7. The drug screening method according to claim 6, wherein blood pressure and Z or vasodilatory action are used as indices.

[8] The vascular disorder is at least selected from the group consisting of hypertension, vascular endothelial disorder, arteriosclerotic disorder, and blood flow disorder including memory disorder, dementia and peripheral blood flow disorder. The method for screening a drug according to any one of claims 6 and 7, which is a disease.

[9] A preventive and Z or therapeutic agent for a vascular disorder disease obtained by the method for screening a drug according to any one of claims 6 to 8.

[10] Blood flow modification containing a substance that enhances the expression or function of the RAMP1 gene as an active ingredient Good medicine.

[11] A prophylactic and Z or therapeutic agent for a vascular disorder disease comprising a substance that enhances the expression or function of the RAMP1 gene as an active ingredient.

[12] The vascular disorder is at least selected from the group consisting of hypertension, vascular endothelial disorder, arteriosclerotic disorder, and blood flow disorder including memory disorder, dementia and peripheral blood flow disorder. 12. The prophylactic and Z or therapeutic agent for vascular disorder according to claim 11, which is a disease.

[13] The test substance is administered to the hypertensive model non-human animal according to any one of claims 1 to 5, or a tissue, organ, or cell derived from the animal is used as the test substance. A method for screening functional foods, characterized in that the functional foods are brought into contact with each other.

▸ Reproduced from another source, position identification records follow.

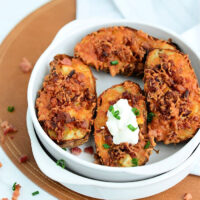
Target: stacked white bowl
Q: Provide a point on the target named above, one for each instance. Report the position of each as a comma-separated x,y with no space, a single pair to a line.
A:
163,170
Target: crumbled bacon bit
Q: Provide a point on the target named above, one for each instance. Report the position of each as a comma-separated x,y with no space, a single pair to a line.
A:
76,151
66,61
187,196
89,150
7,127
25,65
23,159
16,193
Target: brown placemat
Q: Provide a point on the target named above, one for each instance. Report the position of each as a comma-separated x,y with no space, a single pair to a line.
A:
29,39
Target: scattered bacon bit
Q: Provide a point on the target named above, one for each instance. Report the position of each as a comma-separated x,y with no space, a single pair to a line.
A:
76,151
89,150
16,193
187,196
7,128
66,61
25,65
23,159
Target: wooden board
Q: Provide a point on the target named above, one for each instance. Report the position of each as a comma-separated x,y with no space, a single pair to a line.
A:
29,39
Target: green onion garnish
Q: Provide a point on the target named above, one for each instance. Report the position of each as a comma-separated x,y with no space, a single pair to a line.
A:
11,108
61,163
147,145
111,108
117,117
135,111
106,146
14,186
132,128
135,161
35,193
114,62
150,117
114,113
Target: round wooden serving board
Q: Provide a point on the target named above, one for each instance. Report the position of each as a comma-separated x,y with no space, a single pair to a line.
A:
29,39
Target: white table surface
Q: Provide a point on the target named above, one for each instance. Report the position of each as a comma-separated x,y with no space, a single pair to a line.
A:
12,12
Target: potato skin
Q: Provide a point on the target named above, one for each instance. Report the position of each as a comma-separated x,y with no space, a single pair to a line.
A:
67,101
122,154
126,45
173,95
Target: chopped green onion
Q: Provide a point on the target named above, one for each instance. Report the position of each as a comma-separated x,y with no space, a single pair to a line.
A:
150,117
14,186
106,146
111,108
61,163
135,111
11,108
132,128
114,62
147,145
35,193
135,161
117,117
114,113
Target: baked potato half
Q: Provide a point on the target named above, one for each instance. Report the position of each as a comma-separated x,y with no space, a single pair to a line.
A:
67,101
118,50
123,154
173,96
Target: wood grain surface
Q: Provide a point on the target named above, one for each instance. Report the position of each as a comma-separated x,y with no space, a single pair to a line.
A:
29,39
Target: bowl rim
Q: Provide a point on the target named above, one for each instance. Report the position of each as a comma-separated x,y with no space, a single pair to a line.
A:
191,160
31,102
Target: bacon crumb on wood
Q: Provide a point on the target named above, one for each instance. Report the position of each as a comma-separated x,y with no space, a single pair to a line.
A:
89,150
76,151
187,196
16,193
7,127
25,65
23,159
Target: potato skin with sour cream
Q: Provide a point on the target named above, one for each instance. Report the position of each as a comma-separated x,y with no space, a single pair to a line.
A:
67,101
173,95
121,155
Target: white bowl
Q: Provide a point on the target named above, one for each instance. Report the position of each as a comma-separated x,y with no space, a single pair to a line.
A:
170,156
108,190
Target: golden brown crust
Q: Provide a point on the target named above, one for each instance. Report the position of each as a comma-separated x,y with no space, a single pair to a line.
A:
122,154
128,46
67,101
173,95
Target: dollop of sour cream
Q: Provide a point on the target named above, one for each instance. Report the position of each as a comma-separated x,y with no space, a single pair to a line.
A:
119,127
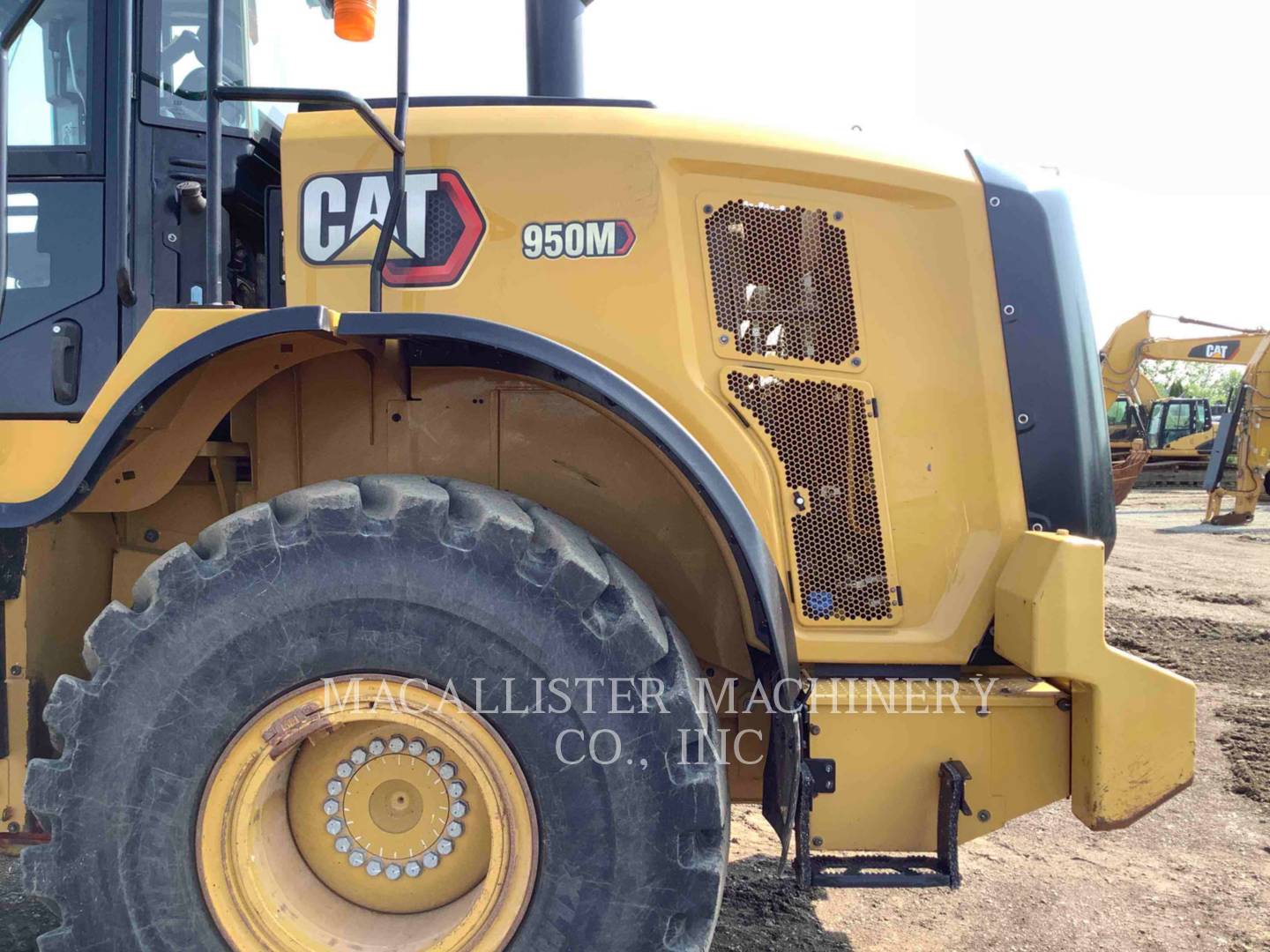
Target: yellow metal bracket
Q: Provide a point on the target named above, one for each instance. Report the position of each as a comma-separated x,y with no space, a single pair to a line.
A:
1133,724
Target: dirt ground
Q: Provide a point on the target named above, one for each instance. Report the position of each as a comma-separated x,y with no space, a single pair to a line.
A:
1195,874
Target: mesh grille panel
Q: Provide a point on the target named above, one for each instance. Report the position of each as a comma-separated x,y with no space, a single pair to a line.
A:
820,435
781,282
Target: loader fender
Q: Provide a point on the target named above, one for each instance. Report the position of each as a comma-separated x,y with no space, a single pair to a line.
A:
164,352
1133,724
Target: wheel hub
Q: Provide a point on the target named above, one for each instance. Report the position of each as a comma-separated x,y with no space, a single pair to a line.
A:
386,820
337,822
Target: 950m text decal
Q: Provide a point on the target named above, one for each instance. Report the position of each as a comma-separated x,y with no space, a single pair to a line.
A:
608,238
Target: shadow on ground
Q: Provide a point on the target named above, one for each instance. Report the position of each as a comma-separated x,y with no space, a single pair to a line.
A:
762,911
22,919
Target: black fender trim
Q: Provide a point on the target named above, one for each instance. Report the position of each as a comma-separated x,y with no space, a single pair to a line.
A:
452,340
1052,358
122,417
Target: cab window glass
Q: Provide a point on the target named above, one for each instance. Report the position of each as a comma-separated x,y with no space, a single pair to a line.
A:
49,78
175,90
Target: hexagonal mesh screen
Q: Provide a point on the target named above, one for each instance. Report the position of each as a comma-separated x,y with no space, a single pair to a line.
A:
781,282
820,435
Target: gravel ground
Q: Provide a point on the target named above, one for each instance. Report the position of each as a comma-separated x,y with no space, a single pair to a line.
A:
1194,874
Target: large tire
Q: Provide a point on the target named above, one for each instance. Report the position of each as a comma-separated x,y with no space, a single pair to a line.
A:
433,579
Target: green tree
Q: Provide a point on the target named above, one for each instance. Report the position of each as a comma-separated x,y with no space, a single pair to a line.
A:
1194,380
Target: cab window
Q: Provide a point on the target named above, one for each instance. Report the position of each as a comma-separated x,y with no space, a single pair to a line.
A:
175,70
1117,412
49,79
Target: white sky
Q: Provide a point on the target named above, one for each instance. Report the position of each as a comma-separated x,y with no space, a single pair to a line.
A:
1154,113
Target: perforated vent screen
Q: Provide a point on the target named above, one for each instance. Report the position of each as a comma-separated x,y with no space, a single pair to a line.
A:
781,282
820,435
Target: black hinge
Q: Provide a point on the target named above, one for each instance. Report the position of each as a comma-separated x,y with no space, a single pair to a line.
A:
825,775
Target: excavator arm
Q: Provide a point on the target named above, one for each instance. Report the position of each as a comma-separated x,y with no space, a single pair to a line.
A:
1246,427
1132,343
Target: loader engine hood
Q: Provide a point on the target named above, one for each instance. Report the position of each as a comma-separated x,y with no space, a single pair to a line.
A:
1052,358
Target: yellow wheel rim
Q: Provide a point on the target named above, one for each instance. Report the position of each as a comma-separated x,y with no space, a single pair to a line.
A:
367,813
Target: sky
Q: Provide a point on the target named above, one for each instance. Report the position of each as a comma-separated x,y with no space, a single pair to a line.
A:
1152,115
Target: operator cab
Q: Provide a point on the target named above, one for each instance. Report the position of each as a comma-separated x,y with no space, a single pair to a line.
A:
107,210
1172,419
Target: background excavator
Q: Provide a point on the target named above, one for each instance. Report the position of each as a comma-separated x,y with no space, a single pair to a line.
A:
1172,439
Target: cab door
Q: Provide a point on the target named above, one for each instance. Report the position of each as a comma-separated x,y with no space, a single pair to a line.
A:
60,320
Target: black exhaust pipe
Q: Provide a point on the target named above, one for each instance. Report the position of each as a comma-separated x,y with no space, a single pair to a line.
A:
553,48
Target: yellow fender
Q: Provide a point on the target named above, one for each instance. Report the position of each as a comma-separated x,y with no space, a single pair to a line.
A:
1133,724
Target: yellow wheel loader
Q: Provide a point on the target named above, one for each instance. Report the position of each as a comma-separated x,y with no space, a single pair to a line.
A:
424,518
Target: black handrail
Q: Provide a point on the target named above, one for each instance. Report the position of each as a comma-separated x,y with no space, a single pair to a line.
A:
219,93
6,40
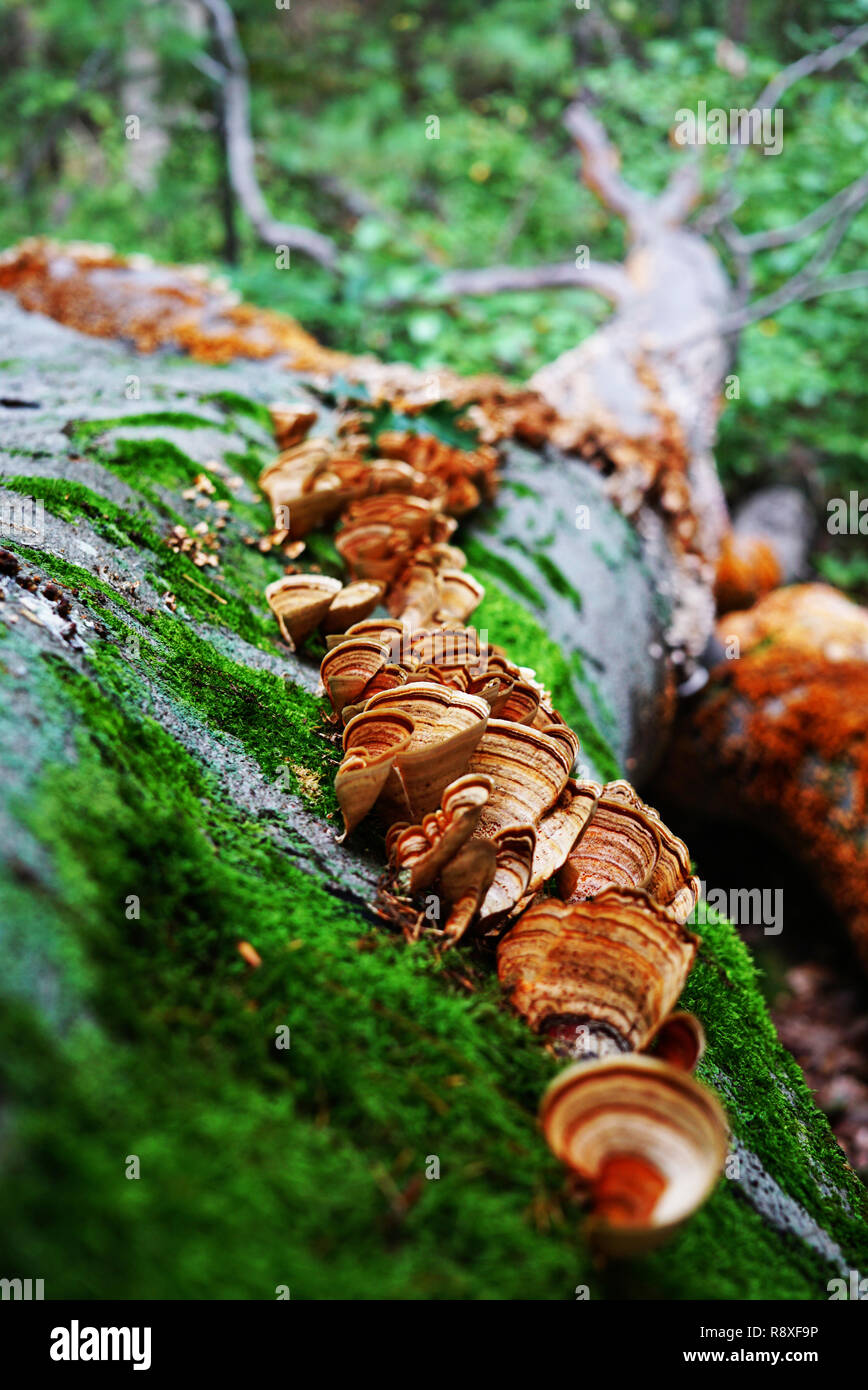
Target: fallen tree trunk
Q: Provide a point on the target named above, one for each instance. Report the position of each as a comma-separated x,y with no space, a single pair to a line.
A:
174,898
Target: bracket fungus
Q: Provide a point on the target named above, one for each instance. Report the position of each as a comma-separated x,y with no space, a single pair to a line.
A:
615,963
466,763
625,843
301,602
646,1141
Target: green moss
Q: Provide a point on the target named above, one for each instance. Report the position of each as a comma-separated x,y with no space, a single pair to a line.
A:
82,431
237,405
557,578
479,558
148,1034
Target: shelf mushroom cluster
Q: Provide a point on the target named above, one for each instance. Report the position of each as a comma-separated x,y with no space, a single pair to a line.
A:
461,754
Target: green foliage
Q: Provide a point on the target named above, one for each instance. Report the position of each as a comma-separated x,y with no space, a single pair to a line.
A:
498,185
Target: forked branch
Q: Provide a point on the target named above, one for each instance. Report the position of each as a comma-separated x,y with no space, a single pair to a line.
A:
241,153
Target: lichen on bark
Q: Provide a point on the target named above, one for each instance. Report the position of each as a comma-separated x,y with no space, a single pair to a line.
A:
143,758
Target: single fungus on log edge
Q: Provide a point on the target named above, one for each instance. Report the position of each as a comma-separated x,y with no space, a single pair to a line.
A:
466,763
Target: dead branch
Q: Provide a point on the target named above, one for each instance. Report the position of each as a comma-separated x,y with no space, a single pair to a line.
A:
603,277
600,166
853,196
241,154
796,291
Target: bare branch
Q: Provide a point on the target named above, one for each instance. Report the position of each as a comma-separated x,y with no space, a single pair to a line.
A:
600,166
807,66
605,278
682,192
853,196
241,153
804,67
796,291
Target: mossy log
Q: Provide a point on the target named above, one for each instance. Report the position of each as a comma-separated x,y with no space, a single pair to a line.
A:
351,1118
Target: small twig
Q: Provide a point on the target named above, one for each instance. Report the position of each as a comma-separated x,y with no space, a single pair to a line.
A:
807,66
203,588
603,277
850,198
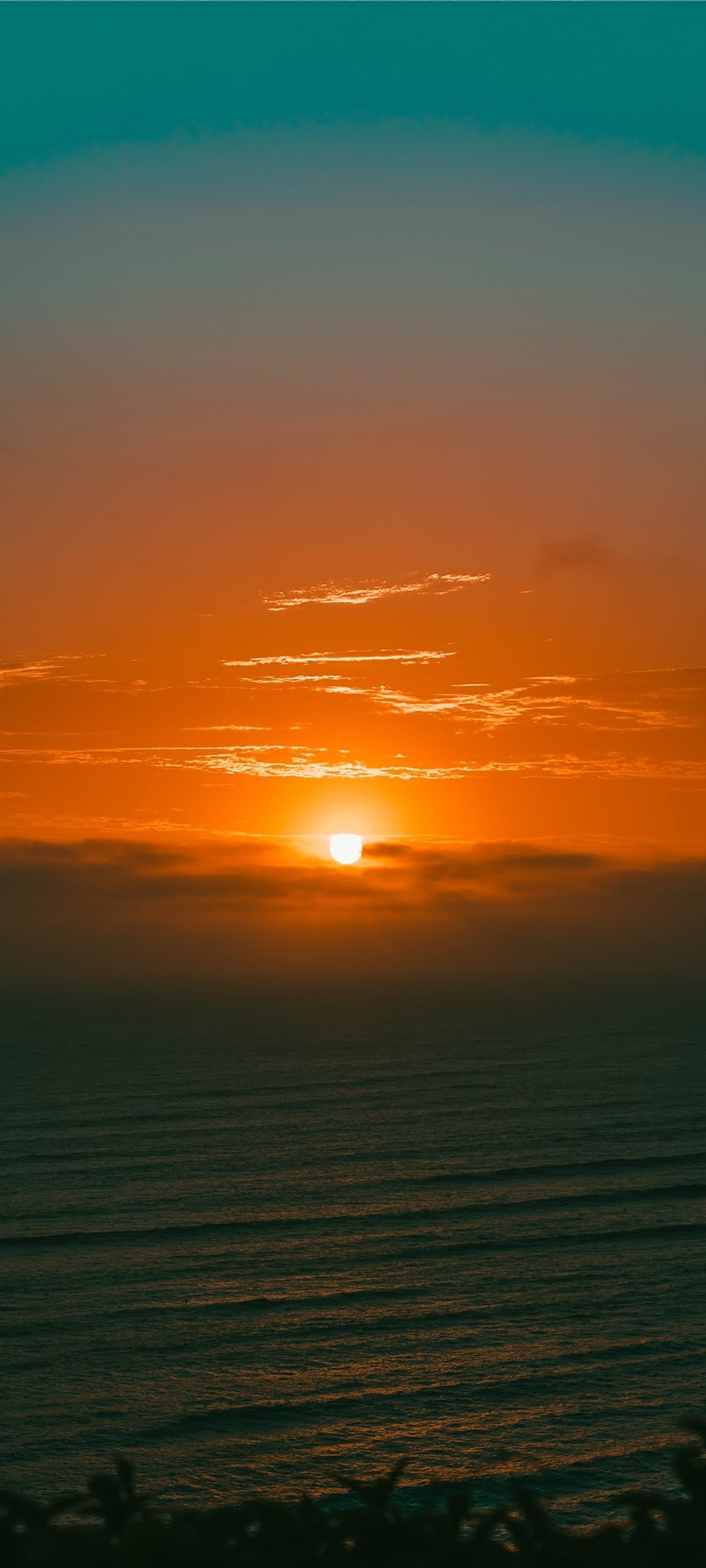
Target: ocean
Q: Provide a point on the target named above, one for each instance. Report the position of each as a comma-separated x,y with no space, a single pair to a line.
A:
255,1241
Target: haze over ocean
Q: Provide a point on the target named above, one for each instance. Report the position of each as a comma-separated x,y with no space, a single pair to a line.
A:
253,1239
352,742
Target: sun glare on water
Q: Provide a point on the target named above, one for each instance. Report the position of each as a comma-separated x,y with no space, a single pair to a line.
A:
346,847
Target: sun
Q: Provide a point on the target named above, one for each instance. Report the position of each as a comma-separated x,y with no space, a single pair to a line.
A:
346,847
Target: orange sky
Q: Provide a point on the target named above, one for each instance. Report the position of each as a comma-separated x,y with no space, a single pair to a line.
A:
353,480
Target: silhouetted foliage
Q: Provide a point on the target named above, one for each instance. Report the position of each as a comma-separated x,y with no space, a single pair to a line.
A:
658,1531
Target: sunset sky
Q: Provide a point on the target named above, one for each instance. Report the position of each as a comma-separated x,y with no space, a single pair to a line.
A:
352,446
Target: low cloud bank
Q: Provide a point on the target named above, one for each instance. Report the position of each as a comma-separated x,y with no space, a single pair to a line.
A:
126,908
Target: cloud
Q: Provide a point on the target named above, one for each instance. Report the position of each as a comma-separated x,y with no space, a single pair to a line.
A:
313,762
421,656
631,702
575,556
368,592
57,667
409,907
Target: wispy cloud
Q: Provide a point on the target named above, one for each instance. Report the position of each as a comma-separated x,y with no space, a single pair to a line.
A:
321,762
368,592
57,667
575,556
401,656
622,702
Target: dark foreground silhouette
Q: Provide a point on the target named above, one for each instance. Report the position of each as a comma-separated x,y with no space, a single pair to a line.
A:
113,1523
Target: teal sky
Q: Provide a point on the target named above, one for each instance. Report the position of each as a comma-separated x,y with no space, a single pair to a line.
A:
76,76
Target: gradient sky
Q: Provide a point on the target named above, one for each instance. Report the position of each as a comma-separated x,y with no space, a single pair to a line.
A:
352,424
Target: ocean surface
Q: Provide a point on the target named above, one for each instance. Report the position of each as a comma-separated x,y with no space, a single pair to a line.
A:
253,1241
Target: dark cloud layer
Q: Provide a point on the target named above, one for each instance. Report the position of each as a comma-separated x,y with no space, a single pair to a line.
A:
107,908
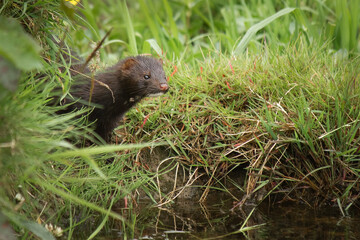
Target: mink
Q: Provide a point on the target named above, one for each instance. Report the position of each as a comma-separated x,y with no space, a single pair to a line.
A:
116,90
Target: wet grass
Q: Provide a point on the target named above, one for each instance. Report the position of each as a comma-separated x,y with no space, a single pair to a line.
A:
283,104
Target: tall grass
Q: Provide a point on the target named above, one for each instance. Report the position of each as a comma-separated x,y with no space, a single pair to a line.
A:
284,106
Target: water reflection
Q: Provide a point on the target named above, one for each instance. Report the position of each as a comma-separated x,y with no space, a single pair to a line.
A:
214,220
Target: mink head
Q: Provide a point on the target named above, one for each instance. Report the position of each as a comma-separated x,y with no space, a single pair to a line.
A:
144,77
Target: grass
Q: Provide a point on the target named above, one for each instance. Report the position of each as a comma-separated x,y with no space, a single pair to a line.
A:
283,104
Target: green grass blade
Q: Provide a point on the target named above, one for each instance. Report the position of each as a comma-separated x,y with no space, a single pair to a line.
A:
255,28
129,28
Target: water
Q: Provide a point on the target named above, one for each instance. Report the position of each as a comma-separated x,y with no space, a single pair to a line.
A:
215,220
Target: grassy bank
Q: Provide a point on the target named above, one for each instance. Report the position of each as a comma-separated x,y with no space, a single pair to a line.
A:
283,106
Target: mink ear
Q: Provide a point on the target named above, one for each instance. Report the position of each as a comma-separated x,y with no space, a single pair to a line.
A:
128,64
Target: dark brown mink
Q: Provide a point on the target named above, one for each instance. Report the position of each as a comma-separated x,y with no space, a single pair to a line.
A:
117,89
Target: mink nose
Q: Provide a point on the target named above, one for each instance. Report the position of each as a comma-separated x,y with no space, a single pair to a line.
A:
164,87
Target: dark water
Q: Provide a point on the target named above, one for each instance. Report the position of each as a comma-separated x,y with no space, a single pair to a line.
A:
215,220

[14] The method for screening a functional food according to claim 13, wherein blood pressure and Z or vasodilatory action are used as indices.

[15] A functional food obtained by the method for screening a functional food according to claim 13 or 14.

[16] The test substance is administered to the hypertensive model non-human animal according to any one of claims 1 to 5, or a tissue, organ or cell derived from the animal is used as the test substance. A method for evaluating functional foods, characterized in that it is brought into contact with a food product.

[17] The method for evaluating a functional food according to claim 16, wherein blood pressure and Z or vasodilatory action are used as indices.